Postoperatively, patients are monitored for uterine contractions and treated with calcium channel blockers or magnesium sulfate tocolysis as needed for the first 24 hours. Follow-up ultrasonography examinations are performed daily and patients generally return home on postoperative day 2, with twice-weekly ultrasonography examinations for the first 2 weeks, and every 1–2 weeks thereafter to monitor fetal well-being and the effectiveness of the endoscopic intervention.

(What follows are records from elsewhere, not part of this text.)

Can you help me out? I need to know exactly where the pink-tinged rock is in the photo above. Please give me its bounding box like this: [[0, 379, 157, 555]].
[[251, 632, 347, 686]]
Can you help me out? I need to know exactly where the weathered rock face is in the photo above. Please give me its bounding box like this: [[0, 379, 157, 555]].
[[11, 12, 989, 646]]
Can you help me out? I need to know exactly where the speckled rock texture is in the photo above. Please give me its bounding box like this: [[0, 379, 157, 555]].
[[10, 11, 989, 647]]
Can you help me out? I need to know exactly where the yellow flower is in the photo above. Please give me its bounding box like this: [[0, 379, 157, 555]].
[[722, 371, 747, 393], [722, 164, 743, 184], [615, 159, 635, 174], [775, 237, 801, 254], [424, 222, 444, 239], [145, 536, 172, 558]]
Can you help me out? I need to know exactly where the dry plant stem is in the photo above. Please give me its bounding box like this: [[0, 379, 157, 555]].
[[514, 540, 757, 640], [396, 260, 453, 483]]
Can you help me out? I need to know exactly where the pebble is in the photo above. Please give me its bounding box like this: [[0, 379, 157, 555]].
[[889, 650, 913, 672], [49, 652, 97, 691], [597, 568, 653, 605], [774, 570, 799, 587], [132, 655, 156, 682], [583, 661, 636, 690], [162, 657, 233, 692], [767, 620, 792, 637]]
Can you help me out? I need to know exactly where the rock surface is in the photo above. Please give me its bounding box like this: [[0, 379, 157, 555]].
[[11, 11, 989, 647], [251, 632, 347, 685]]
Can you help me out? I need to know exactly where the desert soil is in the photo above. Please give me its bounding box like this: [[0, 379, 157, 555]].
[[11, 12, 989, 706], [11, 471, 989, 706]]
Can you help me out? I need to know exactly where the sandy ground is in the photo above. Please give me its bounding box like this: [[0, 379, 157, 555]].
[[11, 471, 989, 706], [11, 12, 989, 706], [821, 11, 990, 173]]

For the treatment of severe CDH, the same approach is used. Access to the uterine cavity is performed with the same technique as outlined above, and the same telescope and sheath are used. The fetal mouth is identified and the fetus is intubated with the 10F sheath, under direct endoscopic vision and ultrasonography control. A detachable balloon is deployed in the upper trachea (Investigational Device Exemption No. G080077, Food and Drug Administration ²² ). The device remains in the fetal trachea for 4–6 weeks and is retrieved endoscopically using the same surgical approach.

Results

From 2000 to 2010, 70 endoscopic laser ablations of placental vessels for TTTS were performed. Intervention was performed in 16% for stage 2 TTTS, in 65% for stage 3, and in 19% for stage 4. Median number of placental vessels ablated was four. Median operative time was 60 minutes (range 20–135 minutes). Mean gestational age at operation was 21.0 weeks, and mean gestational age at delivery was 32.1 weeks. Tocolysis was used in 73% of patients for a median of 12 hours. The duration of hospitalization was 2.4±0.8 days.

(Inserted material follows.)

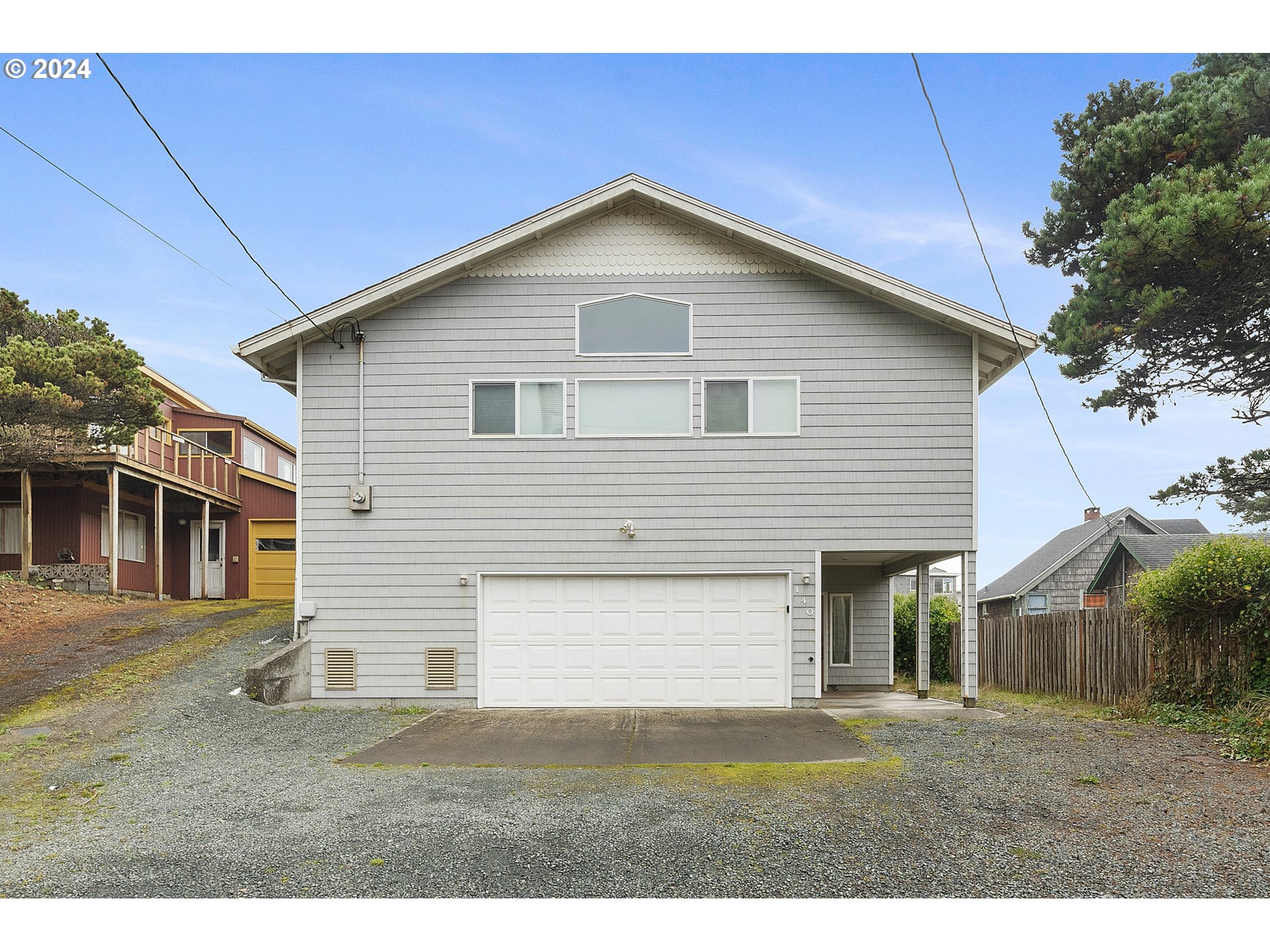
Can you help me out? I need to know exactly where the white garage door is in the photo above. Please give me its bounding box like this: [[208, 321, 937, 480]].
[[480, 575, 790, 707]]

Overall survival was 70%, with at least one twin surviving in 82%. Both twins survived in 59%. PROM within 28 days of surgery occurred in 3.2%; the overall preterm PROM rate was 6.3%.

Discussion

We demonstrate successful utilization of endoscopic laser ablation of placental vessels for TTTS over 10 years. The combination of an open surgical approach, Seldinger technique, and uterine plugging led to outcomes similar to other reports, with a significantly lower PROM rate. ²³ The decade-long experience with endoscopic fetal surgery has allowed us to move beyond the learning curve and to establish clear technical and programmatic guidelines for a safe and successful fetal surgery program. The endoscopic approach to the gravid uterus and the fetus can be applied to other indications, both current and future. Insertion and removal of tracheal occlusion balloons for severe CDH is currently being performed at our institution, under a Food and Drug Administration–sanctioned protocol. ²² The instruments and approach for this indication are identical to that for laser ablation in severe TTTS. Future applications of endoscopic surgery await improvements in diagnostic accuracy, the ability to establish clear differential diagnoses and stratify risks, and technical advances in minimally invasive technology. Recently, the MOMS showed that prenatal intervention for spina bifida may decrease the need for ventriculoperitoneal shunting of hydrocephalus, decrease the incidence of hindbrain herniation, and improve independent ambulation at 30 months, compared to traditional postnatal repair. ⁸ While prenatal repair was performed through open fetal surgical techniques and generous maternal laparotomy, some have attempted to perform the procedure through minimally invasive techniques.^24,25 As was clear in these, and other initial attempts,^11,25 the use of multiple ports greatly increases the complication rate of endoscopic fetal surgery, to levels comparable with open fetal surgery. In the future, the combination of microsurgical techniques, waterproof adhesive materials, and miniaturized endoscopic instruments may allow prenatal treatment of spina bifida through minimally invasive techniques. ²⁶ In conclusion, honing one's endoscopic fetal surgery skills through the treatment of severe TTTS may pave the way for other applications of prenatal intervention.